- Pitcher
- Born: June 21, 1974 (age 51) Fort Smith, Arkansas, U.S.
- Batted: LeftThrew: Left

MLB debut
- March 31, 1998, for the Detroit Tigers

Last MLB appearance
- September 9, 2000, for the Detroit Tigers

MLB statistics
- Win–loss record: 1–5
- Earned run average: 3.66
- Strikeouts: 46
- Stats at Baseball Reference

Teams
- Detroit Tigers (1998–2000);

= Sean Runyan =

American baseball player (born 1974)

Sean David Runyan (born June 21, 1974) is an American former Major League Baseball player.

After attending Urbandale High School in Urbandale, Iowa, Runyan was drafted by the Houston Astros in the 5th round of the 1992 amateur draft. After several seasons in the minors with the Quad City River Bandits, the Astros traded him to the San Diego Padres in 1997 for Luis Lopez, but was drafted by the Detroit Tigers in the Rule 5 draft that same year.

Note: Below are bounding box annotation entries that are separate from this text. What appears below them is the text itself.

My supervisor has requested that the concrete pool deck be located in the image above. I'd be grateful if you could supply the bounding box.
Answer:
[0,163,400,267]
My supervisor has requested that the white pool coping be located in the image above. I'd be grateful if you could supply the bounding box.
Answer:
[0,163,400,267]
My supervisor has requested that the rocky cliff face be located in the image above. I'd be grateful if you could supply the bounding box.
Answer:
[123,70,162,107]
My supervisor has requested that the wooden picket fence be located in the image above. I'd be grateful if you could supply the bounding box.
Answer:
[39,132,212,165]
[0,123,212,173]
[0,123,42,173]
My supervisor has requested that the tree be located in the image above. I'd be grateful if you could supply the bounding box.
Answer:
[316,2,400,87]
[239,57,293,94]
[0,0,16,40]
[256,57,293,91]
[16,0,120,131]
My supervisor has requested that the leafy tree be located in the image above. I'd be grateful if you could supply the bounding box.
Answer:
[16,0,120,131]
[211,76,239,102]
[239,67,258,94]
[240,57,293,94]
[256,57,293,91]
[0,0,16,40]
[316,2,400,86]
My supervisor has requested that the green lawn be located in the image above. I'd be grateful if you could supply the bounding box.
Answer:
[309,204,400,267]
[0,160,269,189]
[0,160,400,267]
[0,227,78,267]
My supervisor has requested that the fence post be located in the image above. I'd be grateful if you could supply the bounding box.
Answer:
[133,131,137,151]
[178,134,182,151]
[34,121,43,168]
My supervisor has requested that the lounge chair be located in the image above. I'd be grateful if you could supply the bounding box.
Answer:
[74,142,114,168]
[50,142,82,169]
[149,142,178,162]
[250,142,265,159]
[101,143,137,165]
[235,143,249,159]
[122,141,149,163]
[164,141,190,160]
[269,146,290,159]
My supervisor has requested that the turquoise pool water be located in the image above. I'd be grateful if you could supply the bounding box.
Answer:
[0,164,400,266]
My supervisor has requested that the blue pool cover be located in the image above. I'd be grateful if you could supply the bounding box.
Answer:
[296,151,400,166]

Runyan's major league debut came on March 31, 1998. He would be used as a left-handed specialist out of the Tigers bullpen, and would go on to lead the American League in appearances with 88. The 88 appearances were 2 short of the American League record, but were enough to set the record for rookies. Runyan was mostly a specialist but did pick up one career save. On July 11, 1998, Runyan pitched 1 1/3 innings to close out a 5-2 Tigers victory over the Blue Jays. He saved the game for starting pitcher Brian Moehler.

After dealing with arm troubles, Runyan pitched his final game on September 9, 2000. For his career, he pitched parts of 3 seasons, all in Detroit, and was out of baseball by 2003.